The fourth quarter offers a fresh start after a challenging third quarter, particularly September. However, much of the investor excitement that fueled markets earlier this year has waned. The “Magnificent 7” technology stocks, once leading the charge, now face a slowdown as the AI hype fades. Additionally, neither central bank shows any signs of reducing interest rates soon, further dampening enthusiasm.

Economic headwinds loom large in the US, including the resumption of student loan payments, the auto workers strike, and the potential for another government shutdown.

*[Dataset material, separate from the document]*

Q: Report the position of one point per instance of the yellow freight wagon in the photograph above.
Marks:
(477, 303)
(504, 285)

These factors could lead to lower consumer spending and impact America’s fourth-quarter Gross Domestic Product (GDP).

In Canada, slumping oil prices and lower earnings within the major banks (due to increased cash reserve requirements) pose significant challenges for the TSX. Energy and banking sectors combined represent over 31% of the index, making their participation crucial for any significant upward movement.

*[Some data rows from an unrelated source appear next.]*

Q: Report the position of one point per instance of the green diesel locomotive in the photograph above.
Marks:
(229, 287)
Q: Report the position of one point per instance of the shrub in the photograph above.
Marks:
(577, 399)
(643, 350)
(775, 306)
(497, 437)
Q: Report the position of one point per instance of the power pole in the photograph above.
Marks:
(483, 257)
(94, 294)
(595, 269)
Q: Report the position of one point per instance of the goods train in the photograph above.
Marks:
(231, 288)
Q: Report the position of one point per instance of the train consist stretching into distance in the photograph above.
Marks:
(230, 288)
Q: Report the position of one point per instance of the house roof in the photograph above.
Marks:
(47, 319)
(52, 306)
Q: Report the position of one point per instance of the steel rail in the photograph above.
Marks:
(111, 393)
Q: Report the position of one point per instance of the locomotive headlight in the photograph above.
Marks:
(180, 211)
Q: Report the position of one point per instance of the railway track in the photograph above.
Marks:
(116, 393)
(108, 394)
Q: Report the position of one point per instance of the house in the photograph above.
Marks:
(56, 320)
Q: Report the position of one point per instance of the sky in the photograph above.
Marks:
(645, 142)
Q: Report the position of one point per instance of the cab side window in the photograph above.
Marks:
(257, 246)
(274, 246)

Technology companies, particularly the “Magnificent 7,” were instrumental in the first half’s market surge and continue to contribute to overall gains. These seven companies, representing a substantial 28% of the S&P’s market capitalization, highlight their considerable influence. However, their upward momentum has stalled recently, particularly in September. This pullback could present a buying opportunity for investors seeking long-term growth potential in these and other growth-oriented companies.

The future of the North American stock markets depends on numerous factors, including the global economic outlook, geopolitical developments, and the future monetary policy decisions of the BoC, and more importantly, the Fed. While uncertainties remain, continued technological innovation, potential economic growth, and the focus on sustainability offer promising opportunities for future market performance.

The fourth quarter will likely be shaped by continued uncertainty about interest rates and the global economy. However, the strong performance of certain sectors, such as energy and technology, offers hope for potential gains in the remainder of the year. For the 2023 rally to continue, broader sector participation and inclusion of mid and small-cap stocks are crucial.

Perhaps the biggest question for the next quarter and the new year is what the central banks will do with interest rates. Despite their strong rhetoric, I believe interest rates may have peaked. The larger question is when they will start to lower them, a move eagerly awaited by investors as it could lead to renewed confidence and optimism, potentially driving the markets higher.